High Polycystin-2 Calcium Permeability in the Primary Cilium of Renal Epithelial Cells

CANTERO MR, CANTIELLO HF

Congreso; 57th Annual Meeting Biophysical Society; 2013

The primary cilium is a sensory, antenna-shaped organelle, which extends from the center of most eukaryotic cells. The ciliary membrane of renal epithelial cells has a high density of ion channels, including polycystin-2 (TRPP2, PC2), a TRP-type, calcium-permeable cation channel. Here, we determined calcium transport in primary cilia of LLC-PK1 renal epithelial cells. Ciliary membranes were reconstituted in the presence of a calcium chemical gradient (100 mM vs. 10 mM). Calcium-permeable ionic currents with a maximum conductance of 200 pS were observed in 102 from 184 experiments. Experimental data were analyzed by the constant field Goldman-Hodgkin-Katz and absolute rate theory models. The reversal potential (Vrev) of the current-voltage relationship was consistent with a low cation-anion perm-selectivity ratio. Addition of amiloride (0.1 mM, trans), however, completely eliminated the ciliary currents, consistent with the possible PC2 control of calcium permeable multichannel complexes. To confirm calcium transport by PC2, calcium permeable currents were determined by the in vitro translated protein in a reconstitution lipid bilayer system in the presence of a calcium chemical gradient. Single channel calcium currents were consistent with maximum conductance of 159 pS at high positive potentials and 12 pS at negative potentials, respectively.
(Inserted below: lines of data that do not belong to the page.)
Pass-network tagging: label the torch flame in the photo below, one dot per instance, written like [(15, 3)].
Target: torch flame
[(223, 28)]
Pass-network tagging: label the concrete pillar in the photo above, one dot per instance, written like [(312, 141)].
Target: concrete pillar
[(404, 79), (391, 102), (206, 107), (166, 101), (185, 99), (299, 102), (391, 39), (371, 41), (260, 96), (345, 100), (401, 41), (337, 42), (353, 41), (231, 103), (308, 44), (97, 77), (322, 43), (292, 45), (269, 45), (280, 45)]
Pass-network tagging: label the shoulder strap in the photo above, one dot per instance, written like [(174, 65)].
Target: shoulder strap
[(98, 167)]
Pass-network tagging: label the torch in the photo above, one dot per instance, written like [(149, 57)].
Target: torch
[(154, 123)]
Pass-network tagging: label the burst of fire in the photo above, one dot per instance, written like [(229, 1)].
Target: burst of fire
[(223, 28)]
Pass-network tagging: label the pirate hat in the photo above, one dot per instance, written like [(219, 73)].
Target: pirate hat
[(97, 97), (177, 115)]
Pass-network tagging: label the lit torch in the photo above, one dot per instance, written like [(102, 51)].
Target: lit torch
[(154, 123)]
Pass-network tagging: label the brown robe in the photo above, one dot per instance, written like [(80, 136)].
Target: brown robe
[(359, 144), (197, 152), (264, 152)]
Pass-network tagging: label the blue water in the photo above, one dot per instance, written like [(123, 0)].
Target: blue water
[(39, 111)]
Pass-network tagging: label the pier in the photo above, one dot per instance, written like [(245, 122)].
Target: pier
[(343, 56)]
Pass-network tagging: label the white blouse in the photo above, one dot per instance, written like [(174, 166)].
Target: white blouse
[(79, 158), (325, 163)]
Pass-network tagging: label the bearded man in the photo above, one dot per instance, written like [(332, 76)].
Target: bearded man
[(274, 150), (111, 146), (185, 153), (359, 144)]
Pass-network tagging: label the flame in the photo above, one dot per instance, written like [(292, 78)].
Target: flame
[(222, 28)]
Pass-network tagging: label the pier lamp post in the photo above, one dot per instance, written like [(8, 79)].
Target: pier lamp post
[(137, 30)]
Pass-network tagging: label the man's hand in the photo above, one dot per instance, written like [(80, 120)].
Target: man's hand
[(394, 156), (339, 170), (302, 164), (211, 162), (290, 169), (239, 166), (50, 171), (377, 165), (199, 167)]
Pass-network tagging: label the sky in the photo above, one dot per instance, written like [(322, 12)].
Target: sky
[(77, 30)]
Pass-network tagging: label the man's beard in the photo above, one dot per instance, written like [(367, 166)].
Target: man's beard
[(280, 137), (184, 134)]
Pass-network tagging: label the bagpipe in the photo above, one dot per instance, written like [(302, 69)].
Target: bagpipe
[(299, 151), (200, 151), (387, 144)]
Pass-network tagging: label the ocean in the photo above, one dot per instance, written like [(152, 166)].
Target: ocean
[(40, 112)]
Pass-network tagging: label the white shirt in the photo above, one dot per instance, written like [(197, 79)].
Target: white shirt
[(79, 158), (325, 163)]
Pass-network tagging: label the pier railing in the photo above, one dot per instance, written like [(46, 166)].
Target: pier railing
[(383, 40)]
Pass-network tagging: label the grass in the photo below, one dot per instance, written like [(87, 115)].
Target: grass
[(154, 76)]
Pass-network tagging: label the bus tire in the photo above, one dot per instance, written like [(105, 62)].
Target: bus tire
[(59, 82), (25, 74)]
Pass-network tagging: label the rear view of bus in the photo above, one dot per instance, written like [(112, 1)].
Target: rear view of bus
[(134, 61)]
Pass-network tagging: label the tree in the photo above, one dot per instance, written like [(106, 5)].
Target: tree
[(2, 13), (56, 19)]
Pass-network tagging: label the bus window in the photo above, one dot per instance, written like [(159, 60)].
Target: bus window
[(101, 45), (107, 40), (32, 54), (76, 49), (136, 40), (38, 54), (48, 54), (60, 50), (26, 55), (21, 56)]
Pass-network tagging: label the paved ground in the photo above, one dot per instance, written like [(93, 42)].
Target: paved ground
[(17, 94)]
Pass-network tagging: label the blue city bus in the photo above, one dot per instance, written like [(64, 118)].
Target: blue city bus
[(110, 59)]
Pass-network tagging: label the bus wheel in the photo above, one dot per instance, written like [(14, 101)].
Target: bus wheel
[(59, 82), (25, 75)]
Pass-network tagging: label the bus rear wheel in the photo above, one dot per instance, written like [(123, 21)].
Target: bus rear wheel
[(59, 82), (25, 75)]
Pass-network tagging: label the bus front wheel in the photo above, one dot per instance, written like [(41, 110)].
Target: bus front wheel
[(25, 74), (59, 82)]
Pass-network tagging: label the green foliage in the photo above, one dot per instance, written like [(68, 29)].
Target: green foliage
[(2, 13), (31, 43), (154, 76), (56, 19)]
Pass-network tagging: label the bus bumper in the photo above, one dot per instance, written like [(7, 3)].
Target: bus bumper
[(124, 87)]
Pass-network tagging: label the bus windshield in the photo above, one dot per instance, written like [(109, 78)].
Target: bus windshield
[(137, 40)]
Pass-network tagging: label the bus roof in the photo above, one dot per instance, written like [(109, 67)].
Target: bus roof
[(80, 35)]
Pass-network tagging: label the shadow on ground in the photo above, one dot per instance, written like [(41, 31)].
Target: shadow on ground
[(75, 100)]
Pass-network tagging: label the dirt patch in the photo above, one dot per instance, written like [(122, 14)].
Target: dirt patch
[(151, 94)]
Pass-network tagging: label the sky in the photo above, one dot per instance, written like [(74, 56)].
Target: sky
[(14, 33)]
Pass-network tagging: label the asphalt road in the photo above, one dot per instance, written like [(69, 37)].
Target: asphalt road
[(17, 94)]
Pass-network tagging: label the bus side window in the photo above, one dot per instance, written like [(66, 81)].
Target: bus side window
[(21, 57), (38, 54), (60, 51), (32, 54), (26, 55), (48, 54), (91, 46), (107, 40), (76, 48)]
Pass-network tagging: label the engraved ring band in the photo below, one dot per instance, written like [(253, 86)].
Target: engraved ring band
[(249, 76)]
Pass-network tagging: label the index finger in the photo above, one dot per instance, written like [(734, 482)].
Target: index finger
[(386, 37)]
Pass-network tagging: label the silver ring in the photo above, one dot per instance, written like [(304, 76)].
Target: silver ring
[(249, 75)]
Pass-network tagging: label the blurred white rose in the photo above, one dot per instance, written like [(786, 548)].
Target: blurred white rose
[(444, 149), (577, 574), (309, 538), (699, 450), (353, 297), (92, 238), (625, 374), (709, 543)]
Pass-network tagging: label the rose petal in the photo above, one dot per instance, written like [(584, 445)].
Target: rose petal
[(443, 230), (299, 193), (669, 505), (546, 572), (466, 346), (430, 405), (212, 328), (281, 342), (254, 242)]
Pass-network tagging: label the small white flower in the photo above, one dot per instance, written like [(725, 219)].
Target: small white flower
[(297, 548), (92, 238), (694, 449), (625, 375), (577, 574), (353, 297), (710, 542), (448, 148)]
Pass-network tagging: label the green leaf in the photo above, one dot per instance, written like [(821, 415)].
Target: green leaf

The Vrev obtained from the current-voltage relationship was -30 mV, consistent with strong cation selectivity. The interpretation of the experimental data indicated high calcium permeability by PC2. Calcium transport by PC2 in primary cilia may contribute to its sensory function, in particular the regulation of ciliary structure, and responses to environmental cues in renal epithelial cells.